Why You’ll Love This Recipe

  • Healthy and Nutritious: Packed with vegetables and healthy fats, it’s a guilt-free snack.
  • Versatile: Use it as a dip, spread, or even as a sauce for pasta or grilled meats.
  • Flavorful: The roasting process brings out deep, smoky flavors in the vegetables.
  • Easy to Make: With simple ingredients and straightforward steps, this recipe is easy to prepare.

Conclusion

This Roasted Vegetable Spread is a delicious and versatile recipe that is sure to become a staple in your kitchen. Whether you’re serving it as a dip for a party, a spread for sandwiches, or a side dish for dinner, its rich flavors and healthy ingredients make it a winner. The combination of roasted vegetables, creamy tahini, and fresh herbs offers a delightful taste experience that’s both nutritious and satisfying. Try this recipe and enjoy the wholesome goodness it brings to your table.
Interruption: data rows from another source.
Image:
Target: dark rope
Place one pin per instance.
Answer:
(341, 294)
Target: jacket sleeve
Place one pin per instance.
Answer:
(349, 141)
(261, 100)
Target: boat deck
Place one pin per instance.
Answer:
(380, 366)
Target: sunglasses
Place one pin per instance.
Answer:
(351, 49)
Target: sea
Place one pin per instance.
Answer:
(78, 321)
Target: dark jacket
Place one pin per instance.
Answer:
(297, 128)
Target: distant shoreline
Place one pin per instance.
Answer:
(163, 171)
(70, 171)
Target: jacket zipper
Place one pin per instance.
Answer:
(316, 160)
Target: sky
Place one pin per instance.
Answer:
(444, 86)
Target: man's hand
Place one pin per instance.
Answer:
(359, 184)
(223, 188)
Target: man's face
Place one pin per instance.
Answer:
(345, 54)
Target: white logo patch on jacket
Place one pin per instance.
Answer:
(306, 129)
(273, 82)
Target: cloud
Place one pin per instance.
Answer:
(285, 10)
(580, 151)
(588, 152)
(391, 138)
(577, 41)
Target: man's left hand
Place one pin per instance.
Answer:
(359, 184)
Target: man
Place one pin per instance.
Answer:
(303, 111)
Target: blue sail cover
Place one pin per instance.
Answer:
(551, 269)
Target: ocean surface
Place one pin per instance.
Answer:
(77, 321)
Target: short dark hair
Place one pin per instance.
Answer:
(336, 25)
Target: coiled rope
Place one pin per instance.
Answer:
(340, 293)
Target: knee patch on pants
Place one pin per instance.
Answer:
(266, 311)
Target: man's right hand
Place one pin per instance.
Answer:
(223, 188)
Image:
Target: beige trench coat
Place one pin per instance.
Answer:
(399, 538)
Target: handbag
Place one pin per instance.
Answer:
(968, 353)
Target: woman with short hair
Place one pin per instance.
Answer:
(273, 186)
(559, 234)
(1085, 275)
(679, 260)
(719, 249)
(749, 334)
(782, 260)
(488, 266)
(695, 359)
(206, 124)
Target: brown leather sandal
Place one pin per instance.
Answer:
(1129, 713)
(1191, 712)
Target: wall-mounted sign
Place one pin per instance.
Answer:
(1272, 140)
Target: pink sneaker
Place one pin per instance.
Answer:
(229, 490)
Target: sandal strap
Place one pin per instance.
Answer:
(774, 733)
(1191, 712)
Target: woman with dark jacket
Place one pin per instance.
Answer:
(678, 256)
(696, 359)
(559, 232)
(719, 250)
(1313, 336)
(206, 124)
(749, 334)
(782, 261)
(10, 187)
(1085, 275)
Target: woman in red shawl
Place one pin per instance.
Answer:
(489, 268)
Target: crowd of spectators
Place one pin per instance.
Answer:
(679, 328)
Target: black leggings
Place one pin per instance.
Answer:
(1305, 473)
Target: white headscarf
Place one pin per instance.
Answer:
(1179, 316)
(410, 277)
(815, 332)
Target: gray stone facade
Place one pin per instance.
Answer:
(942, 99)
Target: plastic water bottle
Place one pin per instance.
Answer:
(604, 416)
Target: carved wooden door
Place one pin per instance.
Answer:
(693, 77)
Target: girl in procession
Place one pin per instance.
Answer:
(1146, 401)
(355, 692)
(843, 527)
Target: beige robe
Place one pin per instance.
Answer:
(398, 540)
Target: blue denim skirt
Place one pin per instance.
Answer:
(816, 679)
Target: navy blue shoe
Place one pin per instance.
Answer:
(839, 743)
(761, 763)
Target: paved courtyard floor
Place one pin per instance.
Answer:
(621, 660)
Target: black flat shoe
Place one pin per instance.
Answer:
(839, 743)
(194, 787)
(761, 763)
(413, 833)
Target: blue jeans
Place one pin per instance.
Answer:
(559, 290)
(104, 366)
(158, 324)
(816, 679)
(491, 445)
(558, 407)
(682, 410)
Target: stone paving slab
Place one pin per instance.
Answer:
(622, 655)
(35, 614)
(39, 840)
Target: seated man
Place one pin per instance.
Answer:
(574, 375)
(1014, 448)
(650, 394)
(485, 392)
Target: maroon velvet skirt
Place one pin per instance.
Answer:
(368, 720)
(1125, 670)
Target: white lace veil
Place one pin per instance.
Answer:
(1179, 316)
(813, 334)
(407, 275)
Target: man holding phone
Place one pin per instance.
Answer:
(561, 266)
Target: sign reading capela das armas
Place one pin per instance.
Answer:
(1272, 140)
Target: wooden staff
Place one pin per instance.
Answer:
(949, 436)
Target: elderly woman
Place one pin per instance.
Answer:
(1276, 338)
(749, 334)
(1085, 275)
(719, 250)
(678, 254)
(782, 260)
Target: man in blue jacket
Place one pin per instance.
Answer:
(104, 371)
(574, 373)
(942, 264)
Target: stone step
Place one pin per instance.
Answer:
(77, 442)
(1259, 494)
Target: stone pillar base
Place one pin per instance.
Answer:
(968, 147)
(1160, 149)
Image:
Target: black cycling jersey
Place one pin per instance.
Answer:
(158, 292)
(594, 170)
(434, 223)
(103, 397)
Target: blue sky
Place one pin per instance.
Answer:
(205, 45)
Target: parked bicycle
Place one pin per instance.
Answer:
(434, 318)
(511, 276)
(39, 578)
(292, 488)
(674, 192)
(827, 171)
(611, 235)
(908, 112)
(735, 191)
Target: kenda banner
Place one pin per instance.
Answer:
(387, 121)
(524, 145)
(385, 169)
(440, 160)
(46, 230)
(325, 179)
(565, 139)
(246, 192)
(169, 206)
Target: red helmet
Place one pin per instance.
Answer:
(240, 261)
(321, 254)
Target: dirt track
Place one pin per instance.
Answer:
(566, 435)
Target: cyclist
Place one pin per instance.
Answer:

Frequently Asked Questions

  1. Can I use other vegetables in this spread?
    • Yes, zucchini, carrots, or even sweet potatoes can be added for different flavors.
  2. Is it necessary to peel the eggplant?
    • No, you can leave the skin on if you prefer, as it adds texture and nutrients.
  3. Can I skip the tahini?
    • Tahini adds creaminess, but you can replace it with Greek yogurt or omit it for a lighter version.
  4. How spicy is this spread?
    • The jalapeno adds a mild kick, but you can adjust the spice level by adding more or less.
  5. Can I make this spread ahead of time?
    • Yes, it’s even better when made a day in advance as the flavors have time to develop.
  6. What can I use instead of parsley?
    • Cilantro or basil can be used as a substitute for parsley.
  7. Is this spread freezer-friendly?
    • Yes, you can freeze it for up to 2 months. Just thaw it in the fridge before serving.
  8. Can I roast the vegetables on the stovetop instead of in the oven?
    • Yes, but the oven roasting gives a deeper caramelized flavor.
  9. How long does this spread last in the fridge?
    • It can last up to 5 days if stored in an airtight container.
  10. Can I use canned tomatoes instead of fresh?
    • Fresh tomatoes are recommended, but canned tomatoes can be used in a pinch, just drain them well.